Shifidi called on the Otjiwarongo municipality to allocate them an open market, while she highlighted the plight of electricity, potable water and toilets.
“It is dangerous to go out at night. We don’t see our leaders. We only see them during the elections. They only want us to vote for them but they don’t care about us. We will go and vote for the future of our children,” she said.
Another resident, Dommy Shilandula also demanded that they be provided with power, water and ablution facilities.
“We have water points but they are not enough. We want taps in our houses. We can’t afford it because we are unemployed.
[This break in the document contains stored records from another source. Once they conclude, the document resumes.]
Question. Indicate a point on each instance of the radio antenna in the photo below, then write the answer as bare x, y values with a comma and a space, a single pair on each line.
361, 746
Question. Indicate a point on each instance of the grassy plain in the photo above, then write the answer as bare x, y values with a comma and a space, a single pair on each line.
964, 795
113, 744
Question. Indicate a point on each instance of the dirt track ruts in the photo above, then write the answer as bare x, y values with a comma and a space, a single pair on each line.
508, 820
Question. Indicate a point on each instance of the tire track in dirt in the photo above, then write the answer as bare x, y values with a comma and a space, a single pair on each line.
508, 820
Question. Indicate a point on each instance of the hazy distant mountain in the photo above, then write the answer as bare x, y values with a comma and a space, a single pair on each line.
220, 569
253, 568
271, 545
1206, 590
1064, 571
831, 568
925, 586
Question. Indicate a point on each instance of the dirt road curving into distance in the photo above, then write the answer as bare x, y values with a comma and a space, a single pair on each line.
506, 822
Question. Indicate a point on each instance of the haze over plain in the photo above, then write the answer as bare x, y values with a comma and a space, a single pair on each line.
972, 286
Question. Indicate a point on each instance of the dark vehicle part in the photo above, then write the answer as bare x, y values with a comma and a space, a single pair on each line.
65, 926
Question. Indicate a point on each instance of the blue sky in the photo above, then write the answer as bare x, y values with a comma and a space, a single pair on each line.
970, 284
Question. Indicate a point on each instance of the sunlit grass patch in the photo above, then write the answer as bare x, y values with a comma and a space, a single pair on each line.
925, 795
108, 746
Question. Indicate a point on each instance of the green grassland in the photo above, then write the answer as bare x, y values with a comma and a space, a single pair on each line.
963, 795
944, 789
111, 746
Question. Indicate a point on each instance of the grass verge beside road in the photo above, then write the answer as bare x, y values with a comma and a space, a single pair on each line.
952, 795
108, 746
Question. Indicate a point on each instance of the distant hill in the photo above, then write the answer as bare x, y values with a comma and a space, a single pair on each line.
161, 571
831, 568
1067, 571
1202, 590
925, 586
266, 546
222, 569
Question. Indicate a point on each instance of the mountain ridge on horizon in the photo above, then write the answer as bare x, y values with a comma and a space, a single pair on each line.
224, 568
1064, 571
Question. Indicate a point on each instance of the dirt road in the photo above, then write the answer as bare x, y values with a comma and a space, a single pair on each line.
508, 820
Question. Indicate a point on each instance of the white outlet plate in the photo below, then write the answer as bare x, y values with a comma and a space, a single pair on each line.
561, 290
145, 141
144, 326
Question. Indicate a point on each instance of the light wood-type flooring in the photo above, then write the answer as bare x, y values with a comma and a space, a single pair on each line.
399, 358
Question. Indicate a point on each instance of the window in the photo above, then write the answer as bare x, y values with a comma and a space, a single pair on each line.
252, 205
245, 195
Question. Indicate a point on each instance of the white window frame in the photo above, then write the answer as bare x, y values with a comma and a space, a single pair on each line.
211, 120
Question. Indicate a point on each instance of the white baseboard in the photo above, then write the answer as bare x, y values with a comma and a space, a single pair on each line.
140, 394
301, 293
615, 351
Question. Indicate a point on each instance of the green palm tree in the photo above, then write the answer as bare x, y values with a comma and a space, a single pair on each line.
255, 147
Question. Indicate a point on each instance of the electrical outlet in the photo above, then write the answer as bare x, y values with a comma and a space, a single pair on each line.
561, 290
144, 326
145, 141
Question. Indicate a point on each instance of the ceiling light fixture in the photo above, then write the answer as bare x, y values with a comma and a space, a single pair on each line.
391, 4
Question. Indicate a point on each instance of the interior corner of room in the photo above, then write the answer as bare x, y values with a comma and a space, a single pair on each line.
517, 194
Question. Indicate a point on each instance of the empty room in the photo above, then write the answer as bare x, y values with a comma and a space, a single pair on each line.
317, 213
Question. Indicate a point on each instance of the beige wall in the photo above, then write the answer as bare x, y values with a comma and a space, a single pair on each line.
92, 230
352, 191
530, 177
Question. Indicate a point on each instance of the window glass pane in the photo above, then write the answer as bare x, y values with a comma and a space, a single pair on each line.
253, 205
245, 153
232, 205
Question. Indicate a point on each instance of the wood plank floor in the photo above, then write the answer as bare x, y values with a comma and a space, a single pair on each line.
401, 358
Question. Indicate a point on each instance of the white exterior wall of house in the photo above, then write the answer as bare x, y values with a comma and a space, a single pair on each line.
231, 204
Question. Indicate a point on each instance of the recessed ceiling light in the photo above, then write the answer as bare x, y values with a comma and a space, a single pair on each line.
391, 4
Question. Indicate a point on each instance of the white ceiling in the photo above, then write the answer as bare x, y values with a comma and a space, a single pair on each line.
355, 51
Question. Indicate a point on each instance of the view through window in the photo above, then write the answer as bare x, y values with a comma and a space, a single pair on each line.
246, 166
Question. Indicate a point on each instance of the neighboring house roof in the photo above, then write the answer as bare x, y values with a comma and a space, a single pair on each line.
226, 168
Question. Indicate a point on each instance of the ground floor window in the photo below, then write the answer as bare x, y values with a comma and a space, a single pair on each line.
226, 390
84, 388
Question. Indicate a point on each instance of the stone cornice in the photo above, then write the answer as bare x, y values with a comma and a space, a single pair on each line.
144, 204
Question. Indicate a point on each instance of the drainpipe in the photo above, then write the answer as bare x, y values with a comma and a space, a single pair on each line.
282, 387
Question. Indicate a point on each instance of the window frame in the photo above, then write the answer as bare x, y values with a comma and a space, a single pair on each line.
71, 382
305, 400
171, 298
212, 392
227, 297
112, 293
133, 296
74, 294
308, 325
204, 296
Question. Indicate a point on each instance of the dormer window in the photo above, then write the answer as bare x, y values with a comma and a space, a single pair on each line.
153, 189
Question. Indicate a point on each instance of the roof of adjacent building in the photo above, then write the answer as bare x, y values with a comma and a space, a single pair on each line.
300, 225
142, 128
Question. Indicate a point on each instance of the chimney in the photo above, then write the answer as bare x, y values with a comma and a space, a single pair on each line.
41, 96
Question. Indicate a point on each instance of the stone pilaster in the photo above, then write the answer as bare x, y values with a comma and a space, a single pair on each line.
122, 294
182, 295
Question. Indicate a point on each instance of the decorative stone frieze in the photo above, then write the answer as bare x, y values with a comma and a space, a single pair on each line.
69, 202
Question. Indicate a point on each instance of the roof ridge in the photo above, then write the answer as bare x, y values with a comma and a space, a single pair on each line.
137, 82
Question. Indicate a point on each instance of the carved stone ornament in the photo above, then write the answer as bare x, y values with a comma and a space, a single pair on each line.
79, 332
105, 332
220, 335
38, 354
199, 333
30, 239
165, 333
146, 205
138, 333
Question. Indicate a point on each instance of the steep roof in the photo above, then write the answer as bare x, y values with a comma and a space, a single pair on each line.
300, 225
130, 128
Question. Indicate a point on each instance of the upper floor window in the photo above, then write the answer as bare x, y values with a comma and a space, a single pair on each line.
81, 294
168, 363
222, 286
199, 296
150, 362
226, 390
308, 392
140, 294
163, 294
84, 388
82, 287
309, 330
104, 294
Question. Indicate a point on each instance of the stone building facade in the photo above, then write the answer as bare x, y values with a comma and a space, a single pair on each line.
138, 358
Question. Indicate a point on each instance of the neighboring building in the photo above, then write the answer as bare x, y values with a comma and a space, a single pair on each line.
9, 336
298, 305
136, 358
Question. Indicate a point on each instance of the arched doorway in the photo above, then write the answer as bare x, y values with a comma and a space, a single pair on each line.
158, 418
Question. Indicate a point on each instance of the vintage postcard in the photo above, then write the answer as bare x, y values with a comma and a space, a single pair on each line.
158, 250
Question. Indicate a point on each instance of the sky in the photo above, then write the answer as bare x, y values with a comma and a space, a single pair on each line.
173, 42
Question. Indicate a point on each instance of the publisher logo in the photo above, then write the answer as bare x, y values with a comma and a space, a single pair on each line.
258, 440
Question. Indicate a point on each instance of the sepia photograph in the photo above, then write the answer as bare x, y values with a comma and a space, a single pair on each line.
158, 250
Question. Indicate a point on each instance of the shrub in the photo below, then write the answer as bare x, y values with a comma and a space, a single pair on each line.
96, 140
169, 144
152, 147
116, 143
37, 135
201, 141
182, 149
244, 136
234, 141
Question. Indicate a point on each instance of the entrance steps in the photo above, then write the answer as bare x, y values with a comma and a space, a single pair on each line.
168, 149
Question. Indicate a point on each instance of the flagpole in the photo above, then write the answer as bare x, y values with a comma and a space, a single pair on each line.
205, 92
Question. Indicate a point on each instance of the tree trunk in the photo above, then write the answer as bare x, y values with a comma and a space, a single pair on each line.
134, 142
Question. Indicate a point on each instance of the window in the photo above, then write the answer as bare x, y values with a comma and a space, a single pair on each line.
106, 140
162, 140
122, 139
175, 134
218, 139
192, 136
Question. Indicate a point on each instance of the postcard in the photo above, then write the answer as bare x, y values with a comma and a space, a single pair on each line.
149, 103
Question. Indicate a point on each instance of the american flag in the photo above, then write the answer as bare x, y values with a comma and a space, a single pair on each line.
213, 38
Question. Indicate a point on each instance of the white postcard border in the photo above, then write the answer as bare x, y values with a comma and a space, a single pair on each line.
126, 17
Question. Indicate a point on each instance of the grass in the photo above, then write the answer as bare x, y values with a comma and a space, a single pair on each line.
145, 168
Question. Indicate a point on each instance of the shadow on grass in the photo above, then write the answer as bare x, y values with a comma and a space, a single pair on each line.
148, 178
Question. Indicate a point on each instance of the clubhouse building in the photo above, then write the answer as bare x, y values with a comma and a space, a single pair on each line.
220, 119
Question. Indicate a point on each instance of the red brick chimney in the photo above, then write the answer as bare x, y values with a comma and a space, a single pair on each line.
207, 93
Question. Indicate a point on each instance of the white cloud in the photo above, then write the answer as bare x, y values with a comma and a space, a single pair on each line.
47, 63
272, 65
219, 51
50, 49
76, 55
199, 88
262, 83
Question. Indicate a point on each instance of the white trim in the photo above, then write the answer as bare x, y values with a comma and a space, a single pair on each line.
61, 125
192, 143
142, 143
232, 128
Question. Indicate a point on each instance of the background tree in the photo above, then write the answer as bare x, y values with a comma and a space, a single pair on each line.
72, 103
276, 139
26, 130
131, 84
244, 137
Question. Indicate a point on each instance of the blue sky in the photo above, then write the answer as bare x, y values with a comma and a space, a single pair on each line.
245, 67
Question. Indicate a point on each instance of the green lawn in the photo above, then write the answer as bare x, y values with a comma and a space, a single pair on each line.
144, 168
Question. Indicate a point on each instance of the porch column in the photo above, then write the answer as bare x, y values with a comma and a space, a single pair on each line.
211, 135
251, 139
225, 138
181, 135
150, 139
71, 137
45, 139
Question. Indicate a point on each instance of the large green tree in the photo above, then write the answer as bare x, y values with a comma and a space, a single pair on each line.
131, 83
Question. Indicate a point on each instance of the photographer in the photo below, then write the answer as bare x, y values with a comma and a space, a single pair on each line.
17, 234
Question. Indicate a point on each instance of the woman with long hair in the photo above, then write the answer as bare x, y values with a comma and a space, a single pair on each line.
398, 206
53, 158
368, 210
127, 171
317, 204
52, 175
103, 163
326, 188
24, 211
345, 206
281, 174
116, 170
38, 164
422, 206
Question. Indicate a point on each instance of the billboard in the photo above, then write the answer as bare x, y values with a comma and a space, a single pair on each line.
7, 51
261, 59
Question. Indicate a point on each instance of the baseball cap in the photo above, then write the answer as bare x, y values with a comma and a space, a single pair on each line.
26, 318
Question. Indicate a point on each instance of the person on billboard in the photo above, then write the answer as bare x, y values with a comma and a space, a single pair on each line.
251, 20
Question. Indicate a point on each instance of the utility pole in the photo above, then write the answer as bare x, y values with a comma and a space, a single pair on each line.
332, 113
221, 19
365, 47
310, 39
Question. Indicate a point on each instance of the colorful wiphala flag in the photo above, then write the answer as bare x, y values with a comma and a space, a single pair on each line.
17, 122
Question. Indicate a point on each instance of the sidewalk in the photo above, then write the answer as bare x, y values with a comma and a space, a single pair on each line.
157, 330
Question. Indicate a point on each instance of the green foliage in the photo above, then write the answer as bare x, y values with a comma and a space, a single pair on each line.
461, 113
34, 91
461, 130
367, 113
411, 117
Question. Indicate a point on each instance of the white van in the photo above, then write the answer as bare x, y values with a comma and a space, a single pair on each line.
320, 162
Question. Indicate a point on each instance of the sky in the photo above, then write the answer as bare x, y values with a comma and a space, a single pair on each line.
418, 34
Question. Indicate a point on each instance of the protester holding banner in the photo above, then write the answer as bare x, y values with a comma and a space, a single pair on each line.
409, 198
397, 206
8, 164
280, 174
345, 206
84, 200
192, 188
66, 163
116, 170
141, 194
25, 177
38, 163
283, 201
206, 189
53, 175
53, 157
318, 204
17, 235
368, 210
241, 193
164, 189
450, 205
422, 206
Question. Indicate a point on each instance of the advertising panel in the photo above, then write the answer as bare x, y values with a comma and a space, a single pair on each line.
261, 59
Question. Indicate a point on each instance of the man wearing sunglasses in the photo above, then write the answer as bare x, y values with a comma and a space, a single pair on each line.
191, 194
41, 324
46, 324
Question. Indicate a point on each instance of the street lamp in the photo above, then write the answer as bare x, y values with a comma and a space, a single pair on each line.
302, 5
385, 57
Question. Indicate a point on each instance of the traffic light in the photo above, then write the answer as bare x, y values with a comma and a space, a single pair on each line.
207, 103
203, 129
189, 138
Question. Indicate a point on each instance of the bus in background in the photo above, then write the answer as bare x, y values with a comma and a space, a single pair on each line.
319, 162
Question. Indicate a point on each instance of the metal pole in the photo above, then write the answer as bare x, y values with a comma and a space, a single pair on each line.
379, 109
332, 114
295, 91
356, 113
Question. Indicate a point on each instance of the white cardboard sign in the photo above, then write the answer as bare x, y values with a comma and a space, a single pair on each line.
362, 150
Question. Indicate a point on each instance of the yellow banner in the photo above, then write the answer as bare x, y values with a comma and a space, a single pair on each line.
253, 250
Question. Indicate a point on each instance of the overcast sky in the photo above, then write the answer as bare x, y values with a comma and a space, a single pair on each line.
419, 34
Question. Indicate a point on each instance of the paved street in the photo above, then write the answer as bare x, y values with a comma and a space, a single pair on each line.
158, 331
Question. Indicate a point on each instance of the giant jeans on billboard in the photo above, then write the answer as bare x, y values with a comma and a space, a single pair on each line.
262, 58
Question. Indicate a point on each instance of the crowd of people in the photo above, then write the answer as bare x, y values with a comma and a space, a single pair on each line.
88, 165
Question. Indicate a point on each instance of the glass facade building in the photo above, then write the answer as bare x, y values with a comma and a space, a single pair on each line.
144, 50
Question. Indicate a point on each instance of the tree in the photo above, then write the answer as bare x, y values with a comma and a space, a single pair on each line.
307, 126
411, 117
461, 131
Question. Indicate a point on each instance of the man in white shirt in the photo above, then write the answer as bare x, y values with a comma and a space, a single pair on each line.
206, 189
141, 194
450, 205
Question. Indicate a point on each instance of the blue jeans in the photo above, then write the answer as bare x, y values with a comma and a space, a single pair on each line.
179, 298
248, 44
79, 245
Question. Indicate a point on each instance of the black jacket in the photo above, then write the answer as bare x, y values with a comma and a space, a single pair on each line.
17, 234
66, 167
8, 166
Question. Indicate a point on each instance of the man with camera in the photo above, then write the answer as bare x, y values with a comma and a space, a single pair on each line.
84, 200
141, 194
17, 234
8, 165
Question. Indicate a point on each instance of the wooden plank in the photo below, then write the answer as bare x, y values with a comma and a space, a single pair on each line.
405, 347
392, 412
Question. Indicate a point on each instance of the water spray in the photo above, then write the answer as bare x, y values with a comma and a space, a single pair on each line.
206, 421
We have a high crime rate here but the police do not respond promptly in times of emergencies,” Shilandula added.
He said they only see their councillors during elections when canvassing their votes, but they disappear after being elected into office without delivering services.
Meanwhile, elderly Elizabeth Ngulonda (77) who originated from Opuwo and went into Angola during the apartheid era is struggling to care for her disabled grandchild who is unable to walk or talk.
Ngulonda says although the disabled 12-year-old receives her monthly social grant, the money is still being received by her mother who lives in Opuwo.
Therefore, she wants home affairs to help her change the status so she starts receiving the money and takes care of the beneficiary.
Ngulonda says she has been struggling to get a Namibian national document, as she currently possesses the South African one. To make matters worse, her South African document shows that she was born in 1960, although she is old.
This she claims has affected her because she still does not get a pension grant.
“Home affairs is not willing to assist me. I don’t receive pension. I have a grandchild who is disabled. We don’t have an income in the house.
We don’t have a sewerage system. We clean our houses and surroundings but we don’t have dustbins,” Ngulonda said.